Un parcours qui prolonge la dynamique de 2022
Quatre ans après leur demi-finale historique au Qatar, les Lions de l'Atlas ont de nouveau démontré leur capacité à rivaliser avec les grandes nations du football mondial, jusqu'à leur élimination par l'équipe de France en quart de finale. Ce nouveau parcours abouti confirme que la performance marocaine de 2022 n'était pas un accident de parcours, mais bien le fruit d'un travail de fond mené depuis plusieurs années.
Un Mondial élargi favorable à l'Afrique
Le format à 48 équipes de cette Coupe du monde organisée conjointement par les États-Unis, le Canada et le Mexique offrait un contingent africain renforcé, avec plusieurs sélections du continent engagées dans la phase à élimination directe.
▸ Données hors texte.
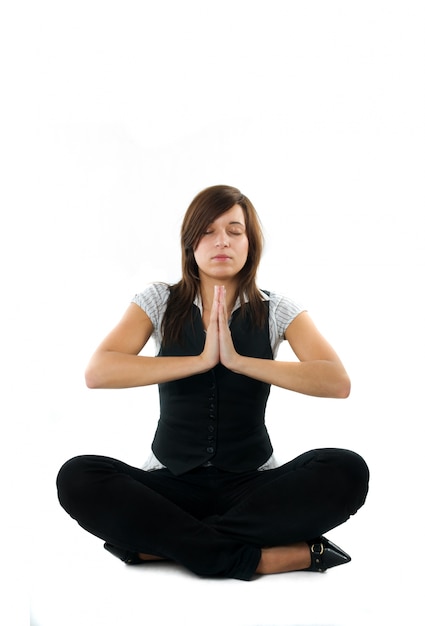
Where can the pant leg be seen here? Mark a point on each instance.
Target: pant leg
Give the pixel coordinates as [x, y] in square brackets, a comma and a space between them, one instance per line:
[123, 505]
[298, 501]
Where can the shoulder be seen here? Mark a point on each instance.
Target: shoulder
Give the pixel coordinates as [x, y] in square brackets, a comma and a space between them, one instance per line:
[282, 309]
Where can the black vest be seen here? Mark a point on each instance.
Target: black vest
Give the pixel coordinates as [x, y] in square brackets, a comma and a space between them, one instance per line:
[217, 416]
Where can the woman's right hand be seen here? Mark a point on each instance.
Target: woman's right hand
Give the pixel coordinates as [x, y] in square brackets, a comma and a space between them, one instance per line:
[211, 353]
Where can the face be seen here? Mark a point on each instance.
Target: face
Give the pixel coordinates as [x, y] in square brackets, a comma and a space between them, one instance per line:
[223, 249]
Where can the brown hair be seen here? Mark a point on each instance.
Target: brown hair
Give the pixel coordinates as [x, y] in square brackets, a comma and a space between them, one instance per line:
[206, 207]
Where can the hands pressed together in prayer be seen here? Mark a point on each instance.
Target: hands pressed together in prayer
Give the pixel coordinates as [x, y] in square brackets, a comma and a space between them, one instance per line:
[219, 346]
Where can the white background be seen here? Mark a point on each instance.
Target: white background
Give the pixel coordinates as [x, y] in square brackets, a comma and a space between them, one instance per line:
[114, 115]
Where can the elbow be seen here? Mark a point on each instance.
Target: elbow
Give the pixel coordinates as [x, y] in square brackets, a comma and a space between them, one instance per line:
[344, 388]
[92, 378]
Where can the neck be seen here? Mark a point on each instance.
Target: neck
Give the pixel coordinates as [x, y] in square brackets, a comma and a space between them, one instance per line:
[207, 293]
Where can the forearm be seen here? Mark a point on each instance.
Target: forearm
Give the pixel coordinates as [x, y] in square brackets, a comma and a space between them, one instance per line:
[326, 379]
[115, 370]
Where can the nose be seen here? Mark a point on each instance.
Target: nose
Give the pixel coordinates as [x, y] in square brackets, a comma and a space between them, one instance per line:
[222, 240]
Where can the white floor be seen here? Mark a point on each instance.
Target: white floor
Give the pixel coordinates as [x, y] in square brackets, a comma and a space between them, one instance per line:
[75, 582]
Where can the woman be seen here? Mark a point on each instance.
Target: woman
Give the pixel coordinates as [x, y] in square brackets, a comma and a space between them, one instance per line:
[212, 497]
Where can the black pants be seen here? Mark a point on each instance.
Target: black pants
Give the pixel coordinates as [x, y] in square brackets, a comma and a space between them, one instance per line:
[210, 521]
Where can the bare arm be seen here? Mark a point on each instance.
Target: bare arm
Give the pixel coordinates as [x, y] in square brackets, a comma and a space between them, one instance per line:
[117, 364]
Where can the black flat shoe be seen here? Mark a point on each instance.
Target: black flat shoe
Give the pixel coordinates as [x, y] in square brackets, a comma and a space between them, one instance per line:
[325, 554]
[131, 558]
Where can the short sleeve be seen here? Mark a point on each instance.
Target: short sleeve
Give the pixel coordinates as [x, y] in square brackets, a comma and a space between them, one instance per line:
[282, 312]
[153, 300]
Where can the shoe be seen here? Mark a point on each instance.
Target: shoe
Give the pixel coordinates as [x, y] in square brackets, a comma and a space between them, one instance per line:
[131, 558]
[325, 554]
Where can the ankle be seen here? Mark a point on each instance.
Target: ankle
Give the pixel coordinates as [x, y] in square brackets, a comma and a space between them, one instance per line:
[281, 559]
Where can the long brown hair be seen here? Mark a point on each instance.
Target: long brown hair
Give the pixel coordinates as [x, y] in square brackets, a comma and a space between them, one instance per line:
[204, 209]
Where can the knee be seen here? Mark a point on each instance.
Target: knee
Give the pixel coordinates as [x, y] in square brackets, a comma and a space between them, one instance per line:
[70, 483]
[354, 471]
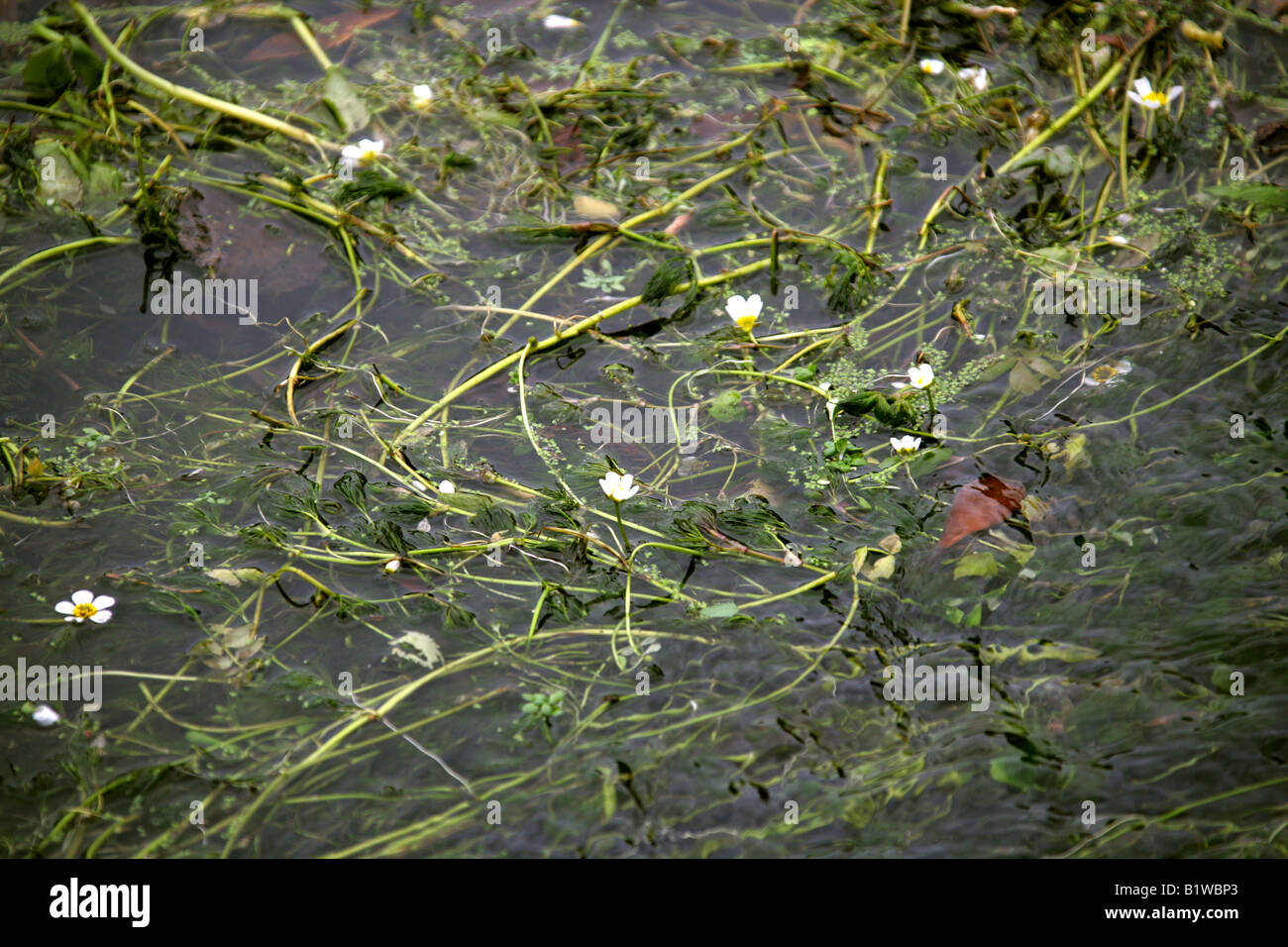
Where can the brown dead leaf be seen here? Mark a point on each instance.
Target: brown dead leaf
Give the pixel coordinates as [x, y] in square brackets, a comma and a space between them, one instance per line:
[978, 505]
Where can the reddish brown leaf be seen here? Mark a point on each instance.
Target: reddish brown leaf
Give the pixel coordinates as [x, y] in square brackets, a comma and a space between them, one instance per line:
[979, 505]
[284, 46]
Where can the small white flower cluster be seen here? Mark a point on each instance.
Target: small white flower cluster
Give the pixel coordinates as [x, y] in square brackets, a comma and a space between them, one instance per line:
[618, 487]
[361, 154]
[85, 604]
[1146, 98]
[975, 76]
[745, 312]
[918, 376]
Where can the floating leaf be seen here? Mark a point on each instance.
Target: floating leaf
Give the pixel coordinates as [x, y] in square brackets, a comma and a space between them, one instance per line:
[720, 609]
[977, 565]
[1018, 772]
[595, 209]
[344, 102]
[419, 648]
[1261, 195]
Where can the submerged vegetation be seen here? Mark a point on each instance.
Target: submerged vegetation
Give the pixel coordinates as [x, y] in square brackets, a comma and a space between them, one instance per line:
[932, 335]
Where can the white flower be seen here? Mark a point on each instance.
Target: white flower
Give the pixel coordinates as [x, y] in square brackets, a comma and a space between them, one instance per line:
[1108, 373]
[364, 153]
[1145, 97]
[555, 22]
[921, 376]
[47, 715]
[977, 76]
[618, 487]
[85, 605]
[745, 312]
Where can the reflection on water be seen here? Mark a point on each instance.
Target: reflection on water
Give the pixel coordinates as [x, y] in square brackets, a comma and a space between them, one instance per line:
[267, 573]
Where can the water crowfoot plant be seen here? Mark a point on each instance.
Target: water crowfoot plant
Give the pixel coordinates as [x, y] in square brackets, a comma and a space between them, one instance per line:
[619, 488]
[86, 605]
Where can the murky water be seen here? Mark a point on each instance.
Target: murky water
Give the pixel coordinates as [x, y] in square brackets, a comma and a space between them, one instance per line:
[1133, 625]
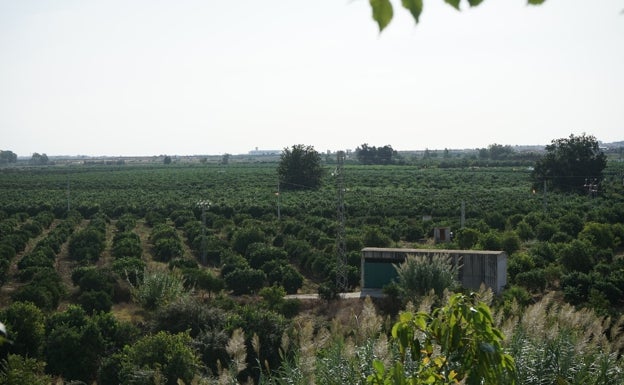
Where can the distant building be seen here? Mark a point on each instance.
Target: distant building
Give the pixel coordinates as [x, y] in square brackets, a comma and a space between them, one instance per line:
[257, 152]
[476, 267]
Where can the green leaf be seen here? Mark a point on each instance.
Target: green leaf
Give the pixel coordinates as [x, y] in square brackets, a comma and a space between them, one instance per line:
[414, 6]
[382, 12]
[453, 3]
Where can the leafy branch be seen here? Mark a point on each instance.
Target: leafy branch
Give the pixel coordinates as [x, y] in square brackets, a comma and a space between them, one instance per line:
[383, 10]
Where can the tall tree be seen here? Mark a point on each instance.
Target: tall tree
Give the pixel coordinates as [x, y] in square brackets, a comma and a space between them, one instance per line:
[39, 159]
[571, 164]
[300, 168]
[7, 157]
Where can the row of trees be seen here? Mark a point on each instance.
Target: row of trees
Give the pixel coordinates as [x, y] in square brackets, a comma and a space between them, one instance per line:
[575, 163]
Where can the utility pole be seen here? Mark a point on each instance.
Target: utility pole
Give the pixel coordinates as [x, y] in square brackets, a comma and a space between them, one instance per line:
[592, 187]
[68, 206]
[545, 200]
[203, 204]
[341, 254]
[462, 220]
[279, 213]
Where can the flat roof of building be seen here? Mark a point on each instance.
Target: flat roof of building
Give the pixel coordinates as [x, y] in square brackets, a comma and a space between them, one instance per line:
[441, 251]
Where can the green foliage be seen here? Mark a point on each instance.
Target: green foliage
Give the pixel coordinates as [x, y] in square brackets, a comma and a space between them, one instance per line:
[300, 168]
[374, 237]
[244, 281]
[510, 242]
[18, 370]
[373, 155]
[383, 14]
[188, 315]
[491, 241]
[74, 345]
[577, 256]
[570, 162]
[457, 342]
[159, 287]
[420, 274]
[87, 245]
[25, 323]
[163, 354]
[467, 238]
[245, 237]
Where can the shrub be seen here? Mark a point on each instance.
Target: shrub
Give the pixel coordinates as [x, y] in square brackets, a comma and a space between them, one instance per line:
[158, 287]
[420, 274]
[467, 238]
[244, 281]
[168, 356]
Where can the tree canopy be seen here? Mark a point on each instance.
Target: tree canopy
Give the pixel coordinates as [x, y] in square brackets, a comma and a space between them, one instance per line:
[375, 155]
[383, 11]
[300, 168]
[571, 164]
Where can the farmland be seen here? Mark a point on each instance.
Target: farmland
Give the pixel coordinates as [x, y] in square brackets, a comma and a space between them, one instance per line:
[100, 236]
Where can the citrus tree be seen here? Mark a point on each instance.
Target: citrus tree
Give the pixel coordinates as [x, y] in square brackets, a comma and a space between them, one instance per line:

Si la plupart n'ont pas dépassé les huitièmes de finale, leur seule qualification pour cette phase confirme la progression collective du football africain sur la scène mondiale.
Le regard tourné vers les demi-finales
Le Mondial se poursuit désormais sans représentant africain, avec les demi-finales opposant la France à l'Espagne ce mardi à Dallas, puis l'Angleterre à l'Argentine le lendemain à Atlanta, avant la finale prévue le dimanche 19 juillet à New York. Pour les fédérations africaines, l'enjeu est désormais de capitaliser sur ces performances encourageantes en vue des prochaines échéances continentales et mondiales.